Если хочешь вернуться, уйди раньше, чем надоешь.
Время — это какой-то сумасшедший косметический хирург, который злорадно лепит из молодого прекрасного лица обрюзгшую ряху.
Безоблачное повечерье вступило в ту золотую пору, когда вся природа от утомленного солнца до букашки, роющейся в свежей сирени, кажется великодушным даром усталого Бога суетливым и неблагодарным людям.
С помощью измены убеждаешься в правильности выбора.
К 1991-му сумасшедших вокруг стало столько, что, казалось, в Москве проходит Всемирный фестиваль буйно помешанных.
Влюблённые, как два химических вещества, по отдельности безобидны, но, оказавшись рядом, взрывоопасны.

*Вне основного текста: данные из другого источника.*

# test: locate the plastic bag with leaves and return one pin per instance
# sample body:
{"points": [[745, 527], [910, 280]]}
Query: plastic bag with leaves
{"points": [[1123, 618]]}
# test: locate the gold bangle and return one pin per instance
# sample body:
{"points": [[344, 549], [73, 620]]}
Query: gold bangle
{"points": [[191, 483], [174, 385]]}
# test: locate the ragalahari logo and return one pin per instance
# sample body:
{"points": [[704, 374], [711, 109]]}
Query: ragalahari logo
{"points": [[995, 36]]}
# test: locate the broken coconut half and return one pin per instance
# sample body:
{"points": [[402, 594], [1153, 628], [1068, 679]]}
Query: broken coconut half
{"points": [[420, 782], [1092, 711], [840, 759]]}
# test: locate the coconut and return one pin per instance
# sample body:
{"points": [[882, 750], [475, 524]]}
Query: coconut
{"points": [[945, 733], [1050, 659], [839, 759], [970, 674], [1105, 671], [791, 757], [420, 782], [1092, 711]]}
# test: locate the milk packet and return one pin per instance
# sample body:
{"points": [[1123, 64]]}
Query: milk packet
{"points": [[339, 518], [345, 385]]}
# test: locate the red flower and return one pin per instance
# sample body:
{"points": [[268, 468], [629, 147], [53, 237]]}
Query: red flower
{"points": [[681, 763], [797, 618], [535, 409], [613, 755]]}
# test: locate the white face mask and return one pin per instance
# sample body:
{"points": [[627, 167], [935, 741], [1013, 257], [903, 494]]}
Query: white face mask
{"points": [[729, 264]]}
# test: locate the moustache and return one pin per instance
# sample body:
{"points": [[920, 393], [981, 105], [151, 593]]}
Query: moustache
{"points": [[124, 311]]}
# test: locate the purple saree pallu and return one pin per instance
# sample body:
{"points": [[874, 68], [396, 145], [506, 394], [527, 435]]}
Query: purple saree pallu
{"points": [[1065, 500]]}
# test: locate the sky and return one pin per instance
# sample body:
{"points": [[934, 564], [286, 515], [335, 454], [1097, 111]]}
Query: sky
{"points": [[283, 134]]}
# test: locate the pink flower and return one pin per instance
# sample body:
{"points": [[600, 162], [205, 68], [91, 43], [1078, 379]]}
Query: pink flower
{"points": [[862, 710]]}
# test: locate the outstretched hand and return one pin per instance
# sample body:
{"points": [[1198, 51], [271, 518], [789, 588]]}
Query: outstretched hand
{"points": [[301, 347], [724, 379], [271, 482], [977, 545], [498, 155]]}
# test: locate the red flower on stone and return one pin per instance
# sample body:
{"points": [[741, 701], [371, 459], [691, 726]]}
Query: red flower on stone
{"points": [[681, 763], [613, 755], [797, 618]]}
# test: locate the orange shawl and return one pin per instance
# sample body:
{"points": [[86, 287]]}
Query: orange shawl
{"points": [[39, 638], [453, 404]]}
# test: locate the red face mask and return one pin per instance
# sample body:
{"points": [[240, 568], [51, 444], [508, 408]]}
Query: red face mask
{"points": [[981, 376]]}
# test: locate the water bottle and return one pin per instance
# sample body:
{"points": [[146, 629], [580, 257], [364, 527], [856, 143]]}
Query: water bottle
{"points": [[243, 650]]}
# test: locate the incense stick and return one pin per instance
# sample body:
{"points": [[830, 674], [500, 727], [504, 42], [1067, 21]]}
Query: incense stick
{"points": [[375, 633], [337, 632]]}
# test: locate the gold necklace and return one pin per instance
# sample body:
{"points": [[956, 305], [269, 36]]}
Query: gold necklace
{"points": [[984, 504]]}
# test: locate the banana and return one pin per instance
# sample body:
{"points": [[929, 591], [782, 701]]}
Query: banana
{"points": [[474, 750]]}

Они жаждали друг друга всегда и везде, даже сидя рядом на лекции, незаметно (им так казалось) трогали, дразнили друг друга, изнемогая. Весь мир, громоздко суетящийся вокруг, казался лишь хитроумным препятствием к тому, чтобы уединиться, насытиться, извлекая из слияния тел космическое счастье.
Женщина должна нравиться многим. Тогда она может выбрать.
Странно, но именно «пять лет» примирили его со случившимся. В молодости пять лет кажутся необозримым, космическим сроком. <...> Гена подумал: смешно ревновать, беситься, если это случилось целых пять лет назад, в прошлой жизни. Как же глупа молодость! Потом понимаешь: большинство людей живет в прошлом, а в настоящем только едят, спят и сидят на унитазах. После Зои прошло двадцать пять лет, а он ничего не забыл. Ничего!
... женщина верна, пока не призналась!
Как бабушка Марфуша говорила: «Жена не лужа — достанется и мужу».
[Свободы слова] нет и быть не может, ибо каждый считает свободой свое право говорить то, что хочется, и не слышать того, с чем не согласен. Отсутствие одного из этих прав воспринимается как цензура.
— А если от митингов зависит будущее страны?
— Если будущее зависит от митингов, это катастрофа, — вздохнул Илья.